Bahwa lahan yang dikelola oleh terdakwa berada di pinggiran laut dengan jarak dari bibir pantai + 100 Meter saja serta masih adanya pohon-pohon bakau yang masih tumbuh dibibir pantai dekat lahan tersebut.
Bahwa dampak pengelolaan lahan Hutan Produksi Konversi (HPK) ini dilakukan oleh terdakwa tanpa ijin dapat mengakibatkan kerusakan hutan berupa air laut bisa masuk ke darat karena penahan tanah berupa hutan bakau di lahan tersebut abrasi.

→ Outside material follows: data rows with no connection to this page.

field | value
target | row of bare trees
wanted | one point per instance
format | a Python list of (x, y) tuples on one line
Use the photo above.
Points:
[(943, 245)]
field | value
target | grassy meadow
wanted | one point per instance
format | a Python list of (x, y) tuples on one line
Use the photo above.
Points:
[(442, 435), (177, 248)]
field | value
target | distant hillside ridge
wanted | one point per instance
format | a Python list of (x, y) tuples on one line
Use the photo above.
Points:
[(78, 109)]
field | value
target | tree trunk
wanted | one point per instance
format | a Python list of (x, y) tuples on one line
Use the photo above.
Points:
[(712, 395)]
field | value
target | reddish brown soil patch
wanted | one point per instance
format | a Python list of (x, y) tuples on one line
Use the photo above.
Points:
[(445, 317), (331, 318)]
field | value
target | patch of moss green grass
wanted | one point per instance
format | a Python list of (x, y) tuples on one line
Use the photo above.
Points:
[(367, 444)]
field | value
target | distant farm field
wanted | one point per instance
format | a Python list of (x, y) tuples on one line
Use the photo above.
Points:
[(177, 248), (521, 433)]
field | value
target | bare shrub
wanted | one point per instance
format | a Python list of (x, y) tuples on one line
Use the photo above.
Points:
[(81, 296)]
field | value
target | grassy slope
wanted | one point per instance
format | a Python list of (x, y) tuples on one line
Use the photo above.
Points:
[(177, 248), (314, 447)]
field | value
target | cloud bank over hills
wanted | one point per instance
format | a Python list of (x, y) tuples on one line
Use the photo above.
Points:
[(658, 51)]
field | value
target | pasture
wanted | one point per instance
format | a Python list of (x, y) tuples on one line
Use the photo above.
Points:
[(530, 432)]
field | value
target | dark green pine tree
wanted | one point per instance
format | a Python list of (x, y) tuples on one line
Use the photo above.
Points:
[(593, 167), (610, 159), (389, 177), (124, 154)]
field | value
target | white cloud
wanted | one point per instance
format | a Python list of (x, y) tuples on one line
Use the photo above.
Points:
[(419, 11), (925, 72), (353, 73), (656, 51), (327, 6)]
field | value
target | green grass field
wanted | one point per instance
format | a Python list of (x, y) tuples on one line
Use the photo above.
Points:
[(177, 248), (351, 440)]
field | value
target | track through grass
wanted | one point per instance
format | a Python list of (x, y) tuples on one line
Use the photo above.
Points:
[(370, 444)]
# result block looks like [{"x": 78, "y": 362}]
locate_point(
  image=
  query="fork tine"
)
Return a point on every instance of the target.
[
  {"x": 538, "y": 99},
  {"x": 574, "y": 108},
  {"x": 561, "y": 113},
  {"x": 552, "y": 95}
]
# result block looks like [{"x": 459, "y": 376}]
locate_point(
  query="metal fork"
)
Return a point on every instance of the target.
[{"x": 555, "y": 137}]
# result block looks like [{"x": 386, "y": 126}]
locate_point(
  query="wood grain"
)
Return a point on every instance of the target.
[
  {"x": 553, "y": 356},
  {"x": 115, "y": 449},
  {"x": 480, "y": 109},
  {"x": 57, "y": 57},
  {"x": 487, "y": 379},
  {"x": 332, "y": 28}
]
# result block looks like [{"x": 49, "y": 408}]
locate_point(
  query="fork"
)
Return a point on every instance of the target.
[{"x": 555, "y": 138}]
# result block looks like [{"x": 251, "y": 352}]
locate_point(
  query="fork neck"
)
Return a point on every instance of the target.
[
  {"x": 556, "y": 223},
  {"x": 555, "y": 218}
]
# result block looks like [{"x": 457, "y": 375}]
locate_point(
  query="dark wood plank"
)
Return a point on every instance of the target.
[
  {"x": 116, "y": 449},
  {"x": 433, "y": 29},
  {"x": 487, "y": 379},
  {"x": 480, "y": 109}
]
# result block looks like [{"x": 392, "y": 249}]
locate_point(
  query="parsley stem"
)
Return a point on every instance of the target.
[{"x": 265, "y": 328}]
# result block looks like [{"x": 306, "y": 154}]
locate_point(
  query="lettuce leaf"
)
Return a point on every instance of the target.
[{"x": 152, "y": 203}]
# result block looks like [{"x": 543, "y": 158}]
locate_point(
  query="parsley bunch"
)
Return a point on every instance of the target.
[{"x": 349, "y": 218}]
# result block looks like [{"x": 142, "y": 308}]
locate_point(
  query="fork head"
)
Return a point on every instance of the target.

Bahwa Dinas Kehutanan sejak tahun 2010 sudah ada membuat plang pengumuman tentang larangan membakar dan merambah kawasan hutan yang ditempatkan di tempat-tempat strategis dan diketahui oleh banyak orang.
Bahwa saksi membenarkan barang bukti yang diajukan ke persidangan
Menimbang, bahwa terhadap keterangan saksi tersebut, terdakwa pada pokoknya menyatakan benar dan tidak keberatan;
Menimbang bahwa dipersidangan juga telah didengar keterangan ahli GUNTUR BENI, S. Hut yang pada pokoknya menerangkan sebagai berikut :
Bahwa ahli memiliki memiliki keahlian bidang pemetaan hutan
Bahwa Hutan Produksi Konservasi adalah kawasan hutan yang secara ruang dicadangkan untuk digunakan bagi pembangunan di luar kehutanan.
Bahwa lahan/ areal yang IR. SAHLAN MASRI SIREGAR miliki yang terletak di Teluk Piyai Induk merupakan areal lahan Hutan Produksi Konservasi yang belum ada pelepasan status kawasannya.
Bahwa perangkat kepenghuluan tidak memiliki kewenangan untuk mengalihfungsikan dan/atau menerbitkan surat Keterangan Tanah pada kawasan hutan produksi.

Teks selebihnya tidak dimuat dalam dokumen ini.